This is the mail archive of the
libc-alpha@sourceware.org
mailing list for the glibc project.
Re: [PATCH 1/2] Add futex wrappers with error checking
- From: Torvald Riegel <triegel at redhat dot com>
- To: Roland McGrath <roland at hack dot frob dot com>
- Cc: GLIBC Devel <libc-alpha at sourceware dot org>
- Date: Mon, 05 Jan 2015 23:53:22 +0100
- Subject: Re: [PATCH 1/2] Add futex wrappers with error checking
- Authentication-results: sourceware.org; auth=none
- References: <1417726487 dot 22797 dot 48 dot camel at triegel dot csb> <20141205003310 dot 3A8B52C3A73 at topped-with-meat dot com> <1417804656 dot 22797 dot 107 dot camel at triegel dot csb> <20141212011840 dot 2B99A2C3ADB at topped-with-meat dot com> <1418774081 dot 7165 dot 71 dot camel at triegel dot csb> <20141217010728 dot 13CEC2C2446 at topped-with-meat dot com> <1418835610 dot 25358 dot 24 dot camel at triegel dot csb> <20141217233441 dot 81ACF2C3ABF at topped-with-meat dot com>
On Wed, 2014-12-17 at 15:34 -0800, Roland McGrath wrote:
> > It is. I do want to have the low-level locks check the return values of
> > their futex calls. To me, that doesn't conflict with having another
> > interface that is just what the underlying kernels/... provide. We can
> > also get rid of this other interface and do error checking in each of
> > the per kernel/... implementations. Does that clarify what I meant?
>
> Yes, that makes sense. On further reflection, I think it does make sense
> to have the error-checking layer be outside the OS-encapsulation layer so
> that we have foolproof consistency of the expected error protocol of the OS
> layer.
OK.
> > What would this mean for the new semaphore I posted? Are you okay with
> > it using the current lll_futex_* operations and custom error checking?
>
> If that is fixing some real, observable bug independent of the futex error
> handling question, then I think it's fine as an intermediate step to do
> now.
It is fixing a correctness bug.
Carlos said he's currently reviewing that, so I'll try to focus on doing
more of the futex clean-up now, hoping that I get enough of it done
before the freeze (and with time for you to review) to make adding the
new internal futex interface fine. Sounds good?

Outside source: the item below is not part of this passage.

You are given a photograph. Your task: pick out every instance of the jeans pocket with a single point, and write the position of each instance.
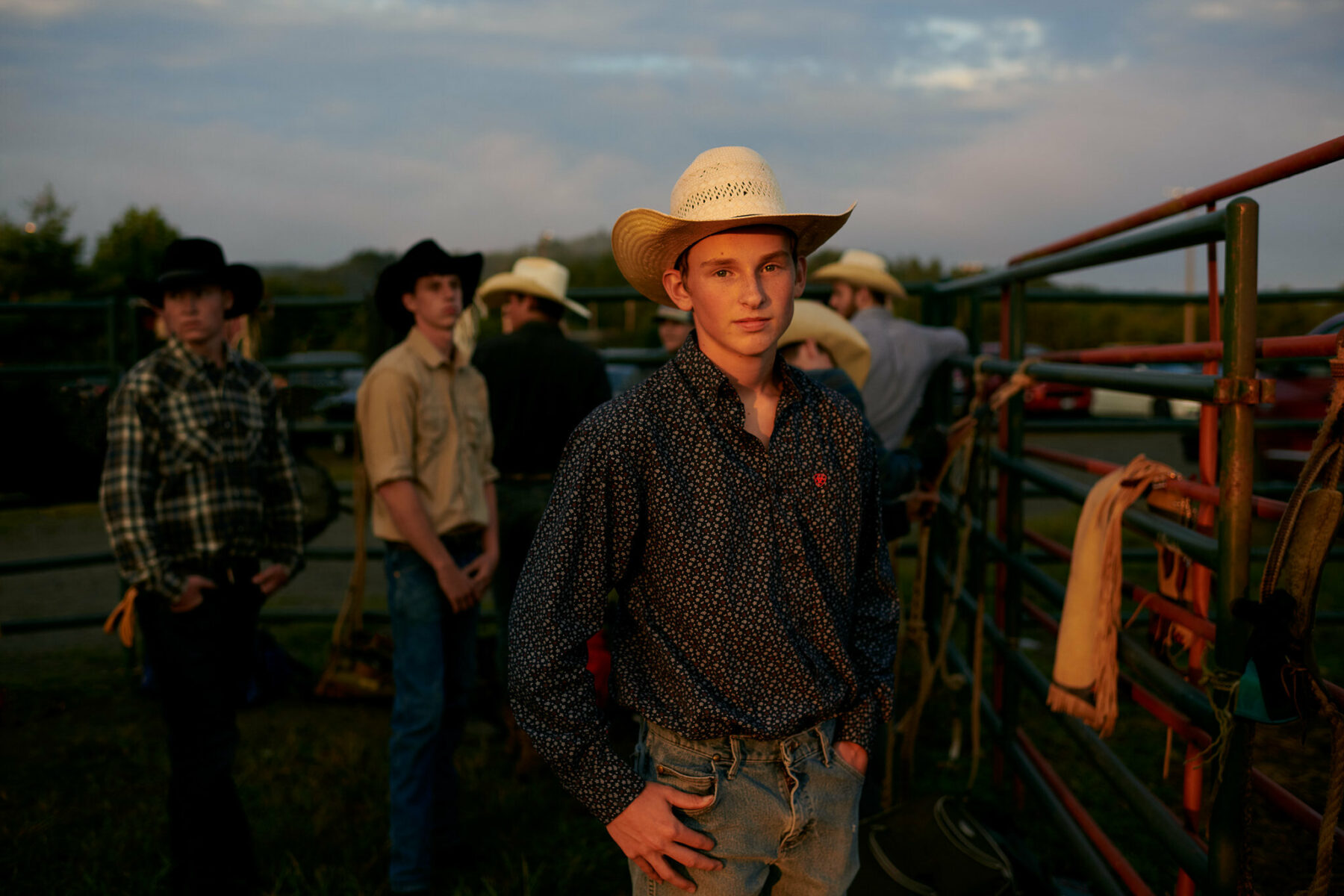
(691, 785)
(844, 766)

I'm traveling this week and thus don't have lots of time to spend on
this, but I'll see how far I can get.
> > I would also hope that we can remove all of them. But actually doing
> > that may be a bigger project. The futex-using assembly files I see are
> > on x86, x86_64, and sh. Its the low-level lock stuff (including
> > robust), pthread barrier, pthread condvar, pthread rwlock, pthread
> > semaphore, cancellation.
>
> The 6-argument syscall issue on i386 is the only blocker we know of, right?
> But indeed we wanted to be conservative about perturbing performance issues
> for i386/x86_64, and just establishing confidence about that will take some
> time. I had hoped someone like you would have done that during this cycle,
> but since actual focus on it is only beginning about now, it might well
> need to wait at least until right after the release.
No, I haven't, sorry.
i386 6-argument syscall is a blocker in terms of using Linux-generic
lowlevellock-futex.h everywhere. The other obstacle is that I haven't
heard back from the hppa, microblaze, and ia64 maintainers; it seems
okay to remove the custom lowlevellock.h on these archs, but I can't
test that easily. Without that removal, I can't do certain follow-up
cleanups like adding a futex_wait that accepts absolute timeouts in just
Linux-generic lowlevellock-futex.h.
> > Cancellation may be something that ends up doing futex calls from
> > assembly.
>
> Can you point to particular code you're thinking of?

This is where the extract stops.